Correcting Genetic Spelling Errors With Next-Generation Crispr

Sam Barnes was my friend. With a sage’s wisdom, he inspired me and many others on how to make the most of life. Affected by a rare disease ProgeriaHis body aged at a rapid rate, and he died of heart failure at just 17, a brave life cut too short.

My lab discovered the genetic cause of Sam’s illness two decades ago: just one DNA letter gone wrong, a T that should have been a C in a complex gene called lamin A. The same misspelling is found in about 200 individuals. The world with progeria.

A few years ago the possibility of dealing with this illness by correcting the misspelling directly in the relevant body tissue was science fiction. then Crispr Along came – elegant enzymatic machinery that allowed DNA scissors to be delivered to a specific target in the genome. In December 2023, FDA approves first Crispr-based therapy For sickle cell disease. The procedure required removing bone marrow cells from the body, making a disabling cut in a specific gene that controls fetal hemoglobin, treating the patient with chemotherapy to make room in the marrow, and then reimplanting the edited cells. Relief from lifelong anemia and excruciating bouts of pain is now being delivered to sickle cell patients, albeit at a steep price.

For progeria and thousands of other genetic diseases, there are two reasons why this same approach won’t work. First, the desired editing for most misspellings cannot usually be achieved by disabling the gene. Instead, a correction is needed. In progeria, the disease-causing T must be edited back to C. According to a word processor analogy, what is needed is not “find and delete” (first generation Crispr), it is “find and replace” (next generation Crispr). Second, the wrong spelling needs to be repaired in the parts of the body that are most affected by the disease. Although bone marrow cells, immune cells and skin cells can be taken out of the body to administer gene therapy, this will not work when the underlying problem is in the cardiovascular system (as in progeria) or in the brain (as in very rare genetic diseases). In the language of gene therapists, we need alive alternative

The exciting news in 2025 is that both of these barriers are starting to come down. The next generation of CRISPR-based gene editors, particularly elegantly pioneered by David Liu of the Broad Institute, allows precise corrective editing of misspellings in virtually any gene without inducing a scission. For delivery systems, the adeno-associated virus (AAV) family of vectors already offers the ability to achieve alive editing in the eye, liver and muscle, although much work remains to be done to optimize delivery and ensure safety in other tissues. Nonviral delivery systems such as lipid nanoparticles are under intense development and may displace viral vectors within a few years.

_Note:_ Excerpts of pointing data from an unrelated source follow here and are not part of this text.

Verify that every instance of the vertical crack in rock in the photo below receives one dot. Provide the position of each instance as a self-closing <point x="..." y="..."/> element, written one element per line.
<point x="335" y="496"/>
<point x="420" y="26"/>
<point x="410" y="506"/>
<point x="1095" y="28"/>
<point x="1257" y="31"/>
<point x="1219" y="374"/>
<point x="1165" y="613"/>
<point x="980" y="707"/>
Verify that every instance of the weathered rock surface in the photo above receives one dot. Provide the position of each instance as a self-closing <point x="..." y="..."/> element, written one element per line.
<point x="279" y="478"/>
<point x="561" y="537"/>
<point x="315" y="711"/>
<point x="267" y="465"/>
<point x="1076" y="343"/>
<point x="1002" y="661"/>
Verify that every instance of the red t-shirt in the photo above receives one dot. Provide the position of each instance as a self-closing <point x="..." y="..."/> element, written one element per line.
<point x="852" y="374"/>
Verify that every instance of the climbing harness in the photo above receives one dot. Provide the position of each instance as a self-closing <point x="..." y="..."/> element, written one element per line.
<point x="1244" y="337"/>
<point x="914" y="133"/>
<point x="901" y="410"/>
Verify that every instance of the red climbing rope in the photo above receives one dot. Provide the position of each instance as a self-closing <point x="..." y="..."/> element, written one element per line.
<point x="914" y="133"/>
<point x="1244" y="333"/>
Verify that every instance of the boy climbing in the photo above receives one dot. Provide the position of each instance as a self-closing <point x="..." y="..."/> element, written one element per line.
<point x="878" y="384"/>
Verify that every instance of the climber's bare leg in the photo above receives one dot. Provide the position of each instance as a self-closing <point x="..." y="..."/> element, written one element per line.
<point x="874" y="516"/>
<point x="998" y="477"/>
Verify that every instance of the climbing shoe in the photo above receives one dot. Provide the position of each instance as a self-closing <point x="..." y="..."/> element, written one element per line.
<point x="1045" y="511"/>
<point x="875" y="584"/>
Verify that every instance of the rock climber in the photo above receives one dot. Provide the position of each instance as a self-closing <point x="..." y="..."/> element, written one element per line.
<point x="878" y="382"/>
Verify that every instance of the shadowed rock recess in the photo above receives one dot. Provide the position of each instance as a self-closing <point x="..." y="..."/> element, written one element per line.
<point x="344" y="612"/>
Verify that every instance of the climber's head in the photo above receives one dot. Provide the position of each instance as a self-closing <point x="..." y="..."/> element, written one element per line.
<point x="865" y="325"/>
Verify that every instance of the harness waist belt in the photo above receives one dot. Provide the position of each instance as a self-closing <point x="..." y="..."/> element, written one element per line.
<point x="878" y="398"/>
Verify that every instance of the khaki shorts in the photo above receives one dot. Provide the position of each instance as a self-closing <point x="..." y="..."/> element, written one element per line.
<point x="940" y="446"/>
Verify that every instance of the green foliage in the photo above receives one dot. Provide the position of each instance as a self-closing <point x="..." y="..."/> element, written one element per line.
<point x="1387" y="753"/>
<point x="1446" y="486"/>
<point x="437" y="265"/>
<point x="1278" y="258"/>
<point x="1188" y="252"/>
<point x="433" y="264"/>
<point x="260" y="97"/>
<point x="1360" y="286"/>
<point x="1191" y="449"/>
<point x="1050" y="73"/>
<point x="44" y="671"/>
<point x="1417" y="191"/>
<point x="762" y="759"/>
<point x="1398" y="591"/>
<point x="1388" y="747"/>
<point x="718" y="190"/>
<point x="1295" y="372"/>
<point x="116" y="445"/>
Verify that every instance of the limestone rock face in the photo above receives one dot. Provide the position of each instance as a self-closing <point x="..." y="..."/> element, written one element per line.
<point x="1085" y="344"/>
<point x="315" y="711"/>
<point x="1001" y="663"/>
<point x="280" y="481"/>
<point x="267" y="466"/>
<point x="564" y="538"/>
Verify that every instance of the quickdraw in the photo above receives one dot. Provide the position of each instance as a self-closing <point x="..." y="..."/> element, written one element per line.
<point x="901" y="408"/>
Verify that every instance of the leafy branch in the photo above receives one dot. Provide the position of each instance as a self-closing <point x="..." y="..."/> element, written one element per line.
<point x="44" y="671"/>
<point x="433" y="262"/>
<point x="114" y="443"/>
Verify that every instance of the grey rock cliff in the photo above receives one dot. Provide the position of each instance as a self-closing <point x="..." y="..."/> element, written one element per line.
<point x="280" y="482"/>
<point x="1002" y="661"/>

Working with David Liu, Sam Barnes’ mother, and Leslie Gordon of the Progeria Research Foundation, my research group has already shown that a single intravenous infusion alive Gene editors can dramatically extend the lifespan of mice engineered to carry the human progeria mutation. Our team is now working to advance this to a human clinical trial. We’re really excited about the prospect of children with Progeria, but that excitement can have an even bigger impact. This strategy, if successful, could be a model for the estimated 7,000 genetic diseases where the specific misspellings that cause the disease are known, but no therapy exists.

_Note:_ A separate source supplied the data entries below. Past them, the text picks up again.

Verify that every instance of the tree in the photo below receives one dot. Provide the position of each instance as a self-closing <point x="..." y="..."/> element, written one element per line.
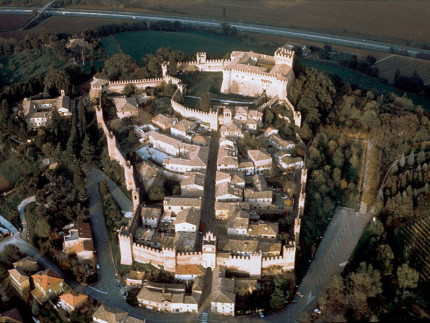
<point x="280" y="295"/>
<point x="384" y="256"/>
<point x="402" y="161"/>
<point x="88" y="151"/>
<point x="366" y="280"/>
<point x="411" y="158"/>
<point x="407" y="276"/>
<point x="421" y="156"/>
<point x="156" y="193"/>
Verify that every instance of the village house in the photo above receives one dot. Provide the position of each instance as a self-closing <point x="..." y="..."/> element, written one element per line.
<point x="136" y="278"/>
<point x="241" y="113"/>
<point x="27" y="264"/>
<point x="71" y="301"/>
<point x="79" y="241"/>
<point x="192" y="184"/>
<point x="176" y="204"/>
<point x="187" y="220"/>
<point x="108" y="314"/>
<point x="238" y="223"/>
<point x="20" y="281"/>
<point x="258" y="199"/>
<point x="225" y="192"/>
<point x="232" y="129"/>
<point x="11" y="316"/>
<point x="251" y="124"/>
<point x="261" y="159"/>
<point x="187" y="157"/>
<point x="201" y="140"/>
<point x="126" y="107"/>
<point x="47" y="284"/>
<point x="189" y="272"/>
<point x="257" y="116"/>
<point x="264" y="230"/>
<point x="223" y="298"/>
<point x="150" y="174"/>
<point x="167" y="298"/>
<point x="164" y="122"/>
<point x="38" y="113"/>
<point x="285" y="161"/>
<point x="226" y="161"/>
<point x="245" y="286"/>
<point x="183" y="129"/>
<point x="150" y="216"/>
<point x="247" y="167"/>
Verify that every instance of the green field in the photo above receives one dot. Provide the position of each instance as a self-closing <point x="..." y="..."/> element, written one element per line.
<point x="23" y="66"/>
<point x="138" y="44"/>
<point x="364" y="81"/>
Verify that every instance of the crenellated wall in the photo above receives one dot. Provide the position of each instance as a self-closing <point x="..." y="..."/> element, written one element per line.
<point x="208" y="117"/>
<point x="189" y="258"/>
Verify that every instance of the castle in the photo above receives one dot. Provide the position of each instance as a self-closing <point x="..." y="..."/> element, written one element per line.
<point x="245" y="73"/>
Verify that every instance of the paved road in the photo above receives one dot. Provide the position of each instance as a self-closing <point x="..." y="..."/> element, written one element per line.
<point x="9" y="226"/>
<point x="208" y="199"/>
<point x="262" y="29"/>
<point x="21" y="210"/>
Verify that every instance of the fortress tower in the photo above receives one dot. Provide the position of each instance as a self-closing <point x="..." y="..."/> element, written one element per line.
<point x="125" y="244"/>
<point x="209" y="250"/>
<point x="164" y="66"/>
<point x="201" y="57"/>
<point x="284" y="56"/>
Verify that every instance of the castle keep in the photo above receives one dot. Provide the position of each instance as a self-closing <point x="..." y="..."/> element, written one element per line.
<point x="245" y="73"/>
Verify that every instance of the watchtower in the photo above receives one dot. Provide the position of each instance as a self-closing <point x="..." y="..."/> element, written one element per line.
<point x="201" y="57"/>
<point x="209" y="250"/>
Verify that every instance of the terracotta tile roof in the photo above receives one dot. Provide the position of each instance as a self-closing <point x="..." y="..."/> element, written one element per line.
<point x="110" y="314"/>
<point x="47" y="279"/>
<point x="73" y="299"/>
<point x="18" y="274"/>
<point x="84" y="230"/>
<point x="189" y="270"/>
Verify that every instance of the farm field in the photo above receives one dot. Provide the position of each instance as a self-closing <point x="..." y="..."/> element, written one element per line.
<point x="11" y="22"/>
<point x="22" y="66"/>
<point x="138" y="44"/>
<point x="364" y="81"/>
<point x="391" y="20"/>
<point x="406" y="66"/>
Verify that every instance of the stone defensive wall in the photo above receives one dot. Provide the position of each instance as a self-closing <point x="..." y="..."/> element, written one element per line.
<point x="118" y="86"/>
<point x="252" y="84"/>
<point x="209" y="117"/>
<point x="189" y="258"/>
<point x="286" y="261"/>
<point x="215" y="65"/>
<point x="297" y="115"/>
<point x="115" y="153"/>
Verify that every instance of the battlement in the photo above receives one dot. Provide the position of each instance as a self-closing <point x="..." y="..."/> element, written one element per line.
<point x="283" y="52"/>
<point x="265" y="75"/>
<point x="188" y="254"/>
<point x="152" y="80"/>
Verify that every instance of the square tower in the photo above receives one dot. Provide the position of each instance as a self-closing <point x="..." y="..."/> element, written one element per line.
<point x="209" y="250"/>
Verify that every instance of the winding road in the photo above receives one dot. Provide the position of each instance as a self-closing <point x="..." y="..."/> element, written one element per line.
<point x="244" y="27"/>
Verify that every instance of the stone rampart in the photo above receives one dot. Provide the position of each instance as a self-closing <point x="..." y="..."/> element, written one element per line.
<point x="208" y="117"/>
<point x="145" y="255"/>
<point x="189" y="258"/>
<point x="118" y="86"/>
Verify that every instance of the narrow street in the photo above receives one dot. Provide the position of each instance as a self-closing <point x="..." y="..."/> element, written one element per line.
<point x="208" y="198"/>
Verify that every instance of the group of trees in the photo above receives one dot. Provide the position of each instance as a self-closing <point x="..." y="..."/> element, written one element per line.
<point x="122" y="66"/>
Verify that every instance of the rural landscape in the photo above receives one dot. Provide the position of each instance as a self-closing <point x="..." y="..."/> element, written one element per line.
<point x="206" y="161"/>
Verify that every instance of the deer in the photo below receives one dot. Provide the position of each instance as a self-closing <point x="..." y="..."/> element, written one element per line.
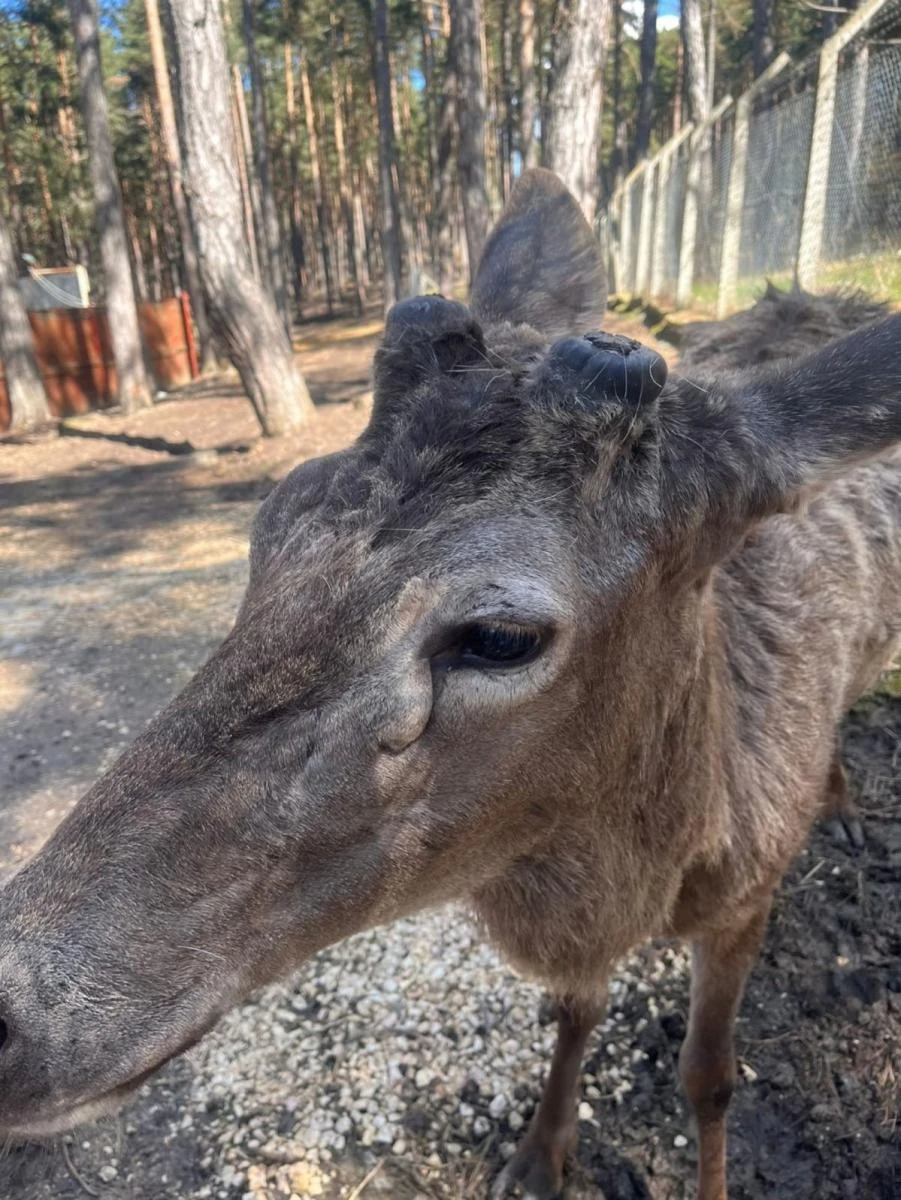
<point x="558" y="637"/>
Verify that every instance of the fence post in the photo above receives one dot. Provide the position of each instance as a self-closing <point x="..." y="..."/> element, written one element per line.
<point x="821" y="144"/>
<point x="665" y="169"/>
<point x="736" y="195"/>
<point x="646" y="227"/>
<point x="655" y="281"/>
<point x="690" y="214"/>
<point x="625" y="283"/>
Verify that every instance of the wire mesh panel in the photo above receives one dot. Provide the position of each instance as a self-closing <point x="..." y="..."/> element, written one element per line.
<point x="671" y="211"/>
<point x="778" y="148"/>
<point x="862" y="231"/>
<point x="799" y="179"/>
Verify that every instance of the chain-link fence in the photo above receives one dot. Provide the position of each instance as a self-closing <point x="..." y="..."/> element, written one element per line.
<point x="800" y="178"/>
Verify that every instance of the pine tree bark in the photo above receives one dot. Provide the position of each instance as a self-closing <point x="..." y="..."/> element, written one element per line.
<point x="444" y="185"/>
<point x="296" y="210"/>
<point x="763" y="45"/>
<point x="172" y="153"/>
<point x="347" y="210"/>
<point x="271" y="235"/>
<point x="390" y="215"/>
<point x="646" y="81"/>
<point x="575" y="109"/>
<point x="467" y="36"/>
<point x="125" y="333"/>
<point x="692" y="35"/>
<point x="24" y="387"/>
<point x="241" y="310"/>
<point x="528" y="85"/>
<point x="618" y="156"/>
<point x="323" y="217"/>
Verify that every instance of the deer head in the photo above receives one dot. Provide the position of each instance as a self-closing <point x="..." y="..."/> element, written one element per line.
<point x="468" y="643"/>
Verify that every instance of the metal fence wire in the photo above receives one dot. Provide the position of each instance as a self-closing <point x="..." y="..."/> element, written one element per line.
<point x="780" y="133"/>
<point x="799" y="179"/>
<point x="863" y="211"/>
<point x="712" y="217"/>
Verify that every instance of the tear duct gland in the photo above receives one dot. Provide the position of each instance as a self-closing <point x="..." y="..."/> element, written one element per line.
<point x="542" y="640"/>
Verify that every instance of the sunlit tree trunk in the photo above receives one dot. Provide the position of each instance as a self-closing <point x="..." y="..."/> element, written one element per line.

There are many barriers, cost being a major reason why private investment is absent for a disease that affects only a few hundred people. However, a few rare disease successes supported by government and philanthropic funding will likely lead to efficiencies and economics that will aid other future applications. It is the best hope for millions of children and adults who are waiting for a cure. The rare-disease community needs to press on. That’s what Sam Barnes wanted.